The Fall of Franco’s Regime: From Internal Conflicts to International Pressure

Franconism’s Decline

Internal divisions plagued the Franco regime. While some Franconists advocated for minimal freedoms, conservative factions vehemently opposed any change.

Franco’s stance on these divisions varied, but he often sided with the ultra-conservatives. In 1972, he reaffirmed his traditionalist principles: the National Movement remained the sole legal political party, Catholicism was the state religion, and economic development justified the regime’s existence.

In 1973, Franco formed a new government. He appointed himself Head of State, with Carrero Blanco as Head of Government and Arias Navarro responsible for public order.

The “Ogro Operation” and its Aftermath

Franco’s plans were abruptly disrupted on December 20, 1973, when ETA members assassinated Carrero Blanco. This event significantly impacted the regime’s future. As a staunch defender of Francoism, Carrero Blanco was seen as the key to its survival after Franco’s death.

The “1001 Process”

Coinciding with Carrero Blanco’s assassination, the “1001 Process” commenced. Ten members of the Workers’ Commissions faced trial, resulting in imprisonment for many. They were only released after Franco’s death.

Arias Navarro’s Unexpected Liberalization

Following Carrero Blanco’s death, Franco appointed Arias Navarro as Head of Government. While many anticipated increased repression, Arias Navarro surprised the public with limited liberal measures. He granted the right to form political associations, expanded union freedoms, and allowed for greater citizen participation.

The press also experienced significant changes. Information became more realistic, with magazines and newspapers publishing diverse political opinions. The regime even tolerated some opposition activities.

The Añoveros Case and Church-State Relations

In February 1974, Bishop Añoveros of Bilbao published a pastoral letter supporting the Basque language. The government responded by imprisoning him. This action strained Church-State relations, with Pope Paul VI reportedly considering excommunicating Franco. The government eventually backed down and released Añoveros.

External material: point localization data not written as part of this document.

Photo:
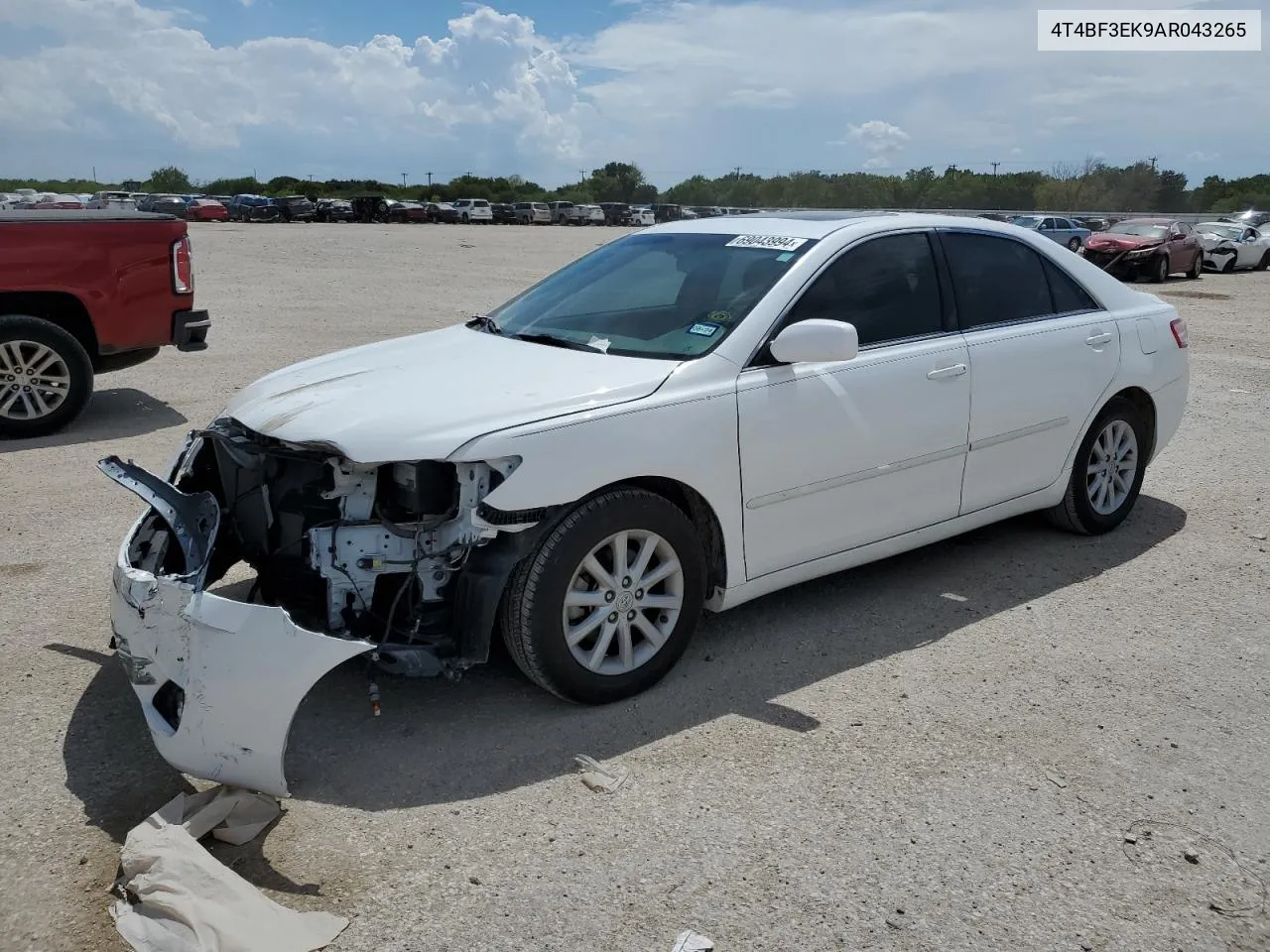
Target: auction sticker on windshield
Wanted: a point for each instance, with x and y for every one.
(767, 243)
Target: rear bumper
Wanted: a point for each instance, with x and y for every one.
(190, 330)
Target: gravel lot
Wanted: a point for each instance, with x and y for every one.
(943, 751)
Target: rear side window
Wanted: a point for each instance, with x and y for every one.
(1069, 296)
(887, 287)
(994, 280)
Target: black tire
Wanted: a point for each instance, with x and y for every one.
(1076, 513)
(534, 603)
(79, 368)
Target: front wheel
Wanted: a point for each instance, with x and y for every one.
(1107, 472)
(610, 599)
(46, 377)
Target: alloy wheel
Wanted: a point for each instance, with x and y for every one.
(622, 602)
(35, 380)
(1111, 467)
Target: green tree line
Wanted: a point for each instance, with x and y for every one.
(1091, 185)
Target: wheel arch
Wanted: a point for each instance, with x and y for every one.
(59, 307)
(1142, 400)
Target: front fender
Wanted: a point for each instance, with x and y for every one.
(689, 438)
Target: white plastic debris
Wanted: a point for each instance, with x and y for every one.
(189, 901)
(599, 778)
(691, 941)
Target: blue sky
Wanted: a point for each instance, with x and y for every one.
(549, 87)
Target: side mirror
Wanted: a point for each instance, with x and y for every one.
(816, 340)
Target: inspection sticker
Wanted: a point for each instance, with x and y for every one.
(767, 243)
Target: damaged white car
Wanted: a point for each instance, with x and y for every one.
(689, 416)
(1232, 245)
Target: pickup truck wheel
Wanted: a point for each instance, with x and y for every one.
(46, 377)
(610, 599)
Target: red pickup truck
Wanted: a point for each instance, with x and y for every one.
(84, 293)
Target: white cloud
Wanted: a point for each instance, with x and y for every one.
(677, 86)
(879, 136)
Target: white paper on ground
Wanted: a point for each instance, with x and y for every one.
(191, 902)
(691, 941)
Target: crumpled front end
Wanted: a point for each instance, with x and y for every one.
(391, 560)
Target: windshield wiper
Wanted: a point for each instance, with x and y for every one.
(550, 340)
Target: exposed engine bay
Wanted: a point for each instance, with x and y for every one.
(368, 552)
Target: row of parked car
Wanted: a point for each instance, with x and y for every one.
(1156, 248)
(370, 208)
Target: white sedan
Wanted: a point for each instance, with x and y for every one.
(686, 417)
(1230, 245)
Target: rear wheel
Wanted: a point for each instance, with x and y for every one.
(46, 377)
(610, 599)
(1107, 472)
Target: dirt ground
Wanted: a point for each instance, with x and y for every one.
(944, 751)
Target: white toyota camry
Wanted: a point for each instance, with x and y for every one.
(685, 419)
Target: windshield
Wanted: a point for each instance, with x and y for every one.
(665, 296)
(1143, 229)
(1220, 230)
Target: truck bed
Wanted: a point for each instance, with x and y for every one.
(80, 214)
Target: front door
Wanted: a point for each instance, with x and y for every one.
(843, 453)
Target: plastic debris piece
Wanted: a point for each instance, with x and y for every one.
(689, 941)
(599, 778)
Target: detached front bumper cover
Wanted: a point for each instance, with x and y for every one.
(218, 680)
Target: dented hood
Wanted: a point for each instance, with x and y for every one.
(423, 397)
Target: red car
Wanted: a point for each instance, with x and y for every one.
(58, 202)
(1147, 248)
(82, 294)
(206, 209)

Franco’s Illness and Growing Discontent

During Franco’s serious illness, Prince Juan Carlos was designated Head of Government. Although Franco recovered and resumed power, the regime’s fragility became evident.

Public discontent intensified, fueled by the 1973 economic crisis. The Arab-Israeli War triggered a surge in oil prices, plunging Spain and other nations into economic turmoil.

Adding to the unrest, the FRAP (Revolutionary Anti-Fascist Patriotic Front) emerged alongside ETA, actively opposing the dictatorship. Political parties and anti-Franco institutions seized the opportunity to prepare for a democratic transition.

The Rise of Democratic Opposition

In July 1974, the Democratic Junta, a coalition of political parties and unions, was established in Paris. A year later, in June 1975, the Socialist Workers’ Party (PSOE) spearheaded the creation of the Democratic Convergence Platform. This platform garnered support from numerous political parties and European countries.

The Regime’s Last Stand

The government responded to the growing opposition with intensified repression, including death penalty sentences that drew international condemnation. Despite retracting death sentences in the Burgos Trial, the regime sought to maintain its authority. On September 27, 1975, five people were executed, sparking widespread outrage.

The “Green March” and Spain’s Weakness

As Spain’s last remaining colony, the Sahara became a point of contention. The Polisario Front, a Sahrawi independence movement, demanded self-determination. The Spanish government considered holding a referendum on the territory’s future.

Exploiting Spain’s vulnerability during Franco’s illness and Prince Juan Carlos’s temporary leadership, Morocco asserted its claim over the Sahara. Moroccan forces crossed the border, effectively annexing the territory. Despite protests and threats, the Spanish government took no decisive action.

On November 18, Morocco and Mauritania agreed to partition the Sahara.

Franco’s Death and Legacy

On November 1, 1975, Franco orchestrated a demonstration to showcase his regime’s support. This marked his final public appearance, during which he denounced the regime’s traditional enemies: Freemasons and communists. His health deteriorated rapidly, and he died on November 20.

Franco’s political testament reaffirmed his regime’s core principles: Catholic faith, Spanish nationalism, strong government, disdain for democracy, and the identification of Spain with Franco himself.